La última Memoria anual de actividades de la Iglesia católica en España, presentada a mediados de diciembre, cifraba en 13.323 las personas mayores de 7 años que se bautizaron durante el 2024. Son 2.000 fieles más que los que recibieron las aguas del Bautismo en 2023. A pesar de ello, el documento constataba una menor frecuencia en la recepción de los sacramentos en general. El mayor descenso se registró en los matrimonios, que cayeron un 6,08 %, pasando de 33.500 en 2023 a 31.462 en 2024.

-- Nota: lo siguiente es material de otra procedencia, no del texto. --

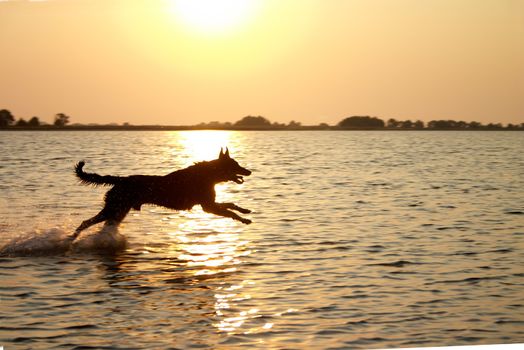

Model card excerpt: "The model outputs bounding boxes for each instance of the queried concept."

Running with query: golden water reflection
[179,130,235,162]
[169,131,274,334]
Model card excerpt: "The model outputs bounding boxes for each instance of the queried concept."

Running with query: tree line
[0,109,69,129]
[0,109,524,130]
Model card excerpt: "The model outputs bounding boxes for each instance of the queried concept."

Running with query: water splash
[0,226,127,256]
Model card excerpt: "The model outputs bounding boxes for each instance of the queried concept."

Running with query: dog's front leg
[202,203,251,225]
[217,203,251,214]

La última Encuesta sobre Tendencias Sociales del Centro de Investigaciones Sociológicas (CIS), realizada en diciembre 2025, vuelve a confirmar el proceso de secularización que se desarrolla en España desde hace décadas. Año tras año, menos gente se declara católica. En esta ocasión, son el 52,1 % de la población, frente a la encuesta de hace un año en la que se hablaba de un 52,6 % de católicos. La única excepción son los jóvenes, en cuya franja de edad los expertos hablan de una «contención de la secularización».
De esta forma, «la vocación al matrimonio» será otro de los retos a los que se enfrentará la Iglesia en el año 2026, junto con «la vocación al ministerio ordenado, la vocación a la vida consagrada» e incluso «la vocación desde la soltería, llamados a testimoniar la fe», explica el obispo auxiliar. En realidad, «hay una vocación fundamental, la vocación cristiana, que luego se concreta, se especifica en otras vocaciones». Al final «cada uno está llamado a testimoniar la Iglesia».
En este sentido, el secretario general de la CEE destaca por último un «proyecto interesante» de la Comisión Episcopal para los Laicos, Familia y Vida que incidirá en la «presencia de los laicos en la vida pública». No podemos olvidar, subraya César García Magán, que «la Iglesia existe por y para el anuncio del Evangelio». El ejemplo lo tenemos en Jesús: «Desde su casa de Nazaret podría haber sido el redentor». Pero «no se quedó encerrado, sino que salió a predicar». De hecho, «eligió a los Doce para que estuvieran con Él y para enviarlos a anunciar la Buena Nueva». Por lo tanto, «desde el momento cero de existencia de la Iglesia, la dimensión pública ha estado muy presente». Así, el año que tenemos por delante el camino es «el anuncio, el testimonio, y la confesión de la fe».